Кира взглянула в окно и внезапно поняла, что он прав. Они здесь уже проезжали минут десять назад. Складывалось впечатление, что машина ездит кругами. Какую развилку он имеет в виду? Им уже много раз попадались развилки... и он всегда поворачивал направо... только... уж не одни ли и те же это были развилки? Мужик спятил - это ясно, еще и револьвером размахивает. Законченный псих. Нужно было что-то делать. Только вот что?
Все пути... все пути и скрещенья их... странствуя от края до края времени, нетрудно научиться путям, нетрудно научиться открывать пути и нетрудно научиться отнимать их...

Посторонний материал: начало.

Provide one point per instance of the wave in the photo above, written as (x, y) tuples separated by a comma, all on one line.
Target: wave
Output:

Слова протекли через мозг и закончились улыбкой - понимающей улыбкой. Но понимание сразу исчезло, вновь сменившись страхом и паникой.
Тело отчаянно затекло, и Кира попыталась перевернуться на спину. Нижней половине туловища стало значительно легче, но плечевые суставы сразу же протестующее заныли. Она приподняла согнутые ноги, и из кармана брюк вдруг выскользнула забытая зажигалка, проехалась по ее боку и остановилась в районе подмышки.
- Что ты там возишься?! - Юрий обернулся, и Кира застыла, моля про себя, чтоб он не увидел зажигалки.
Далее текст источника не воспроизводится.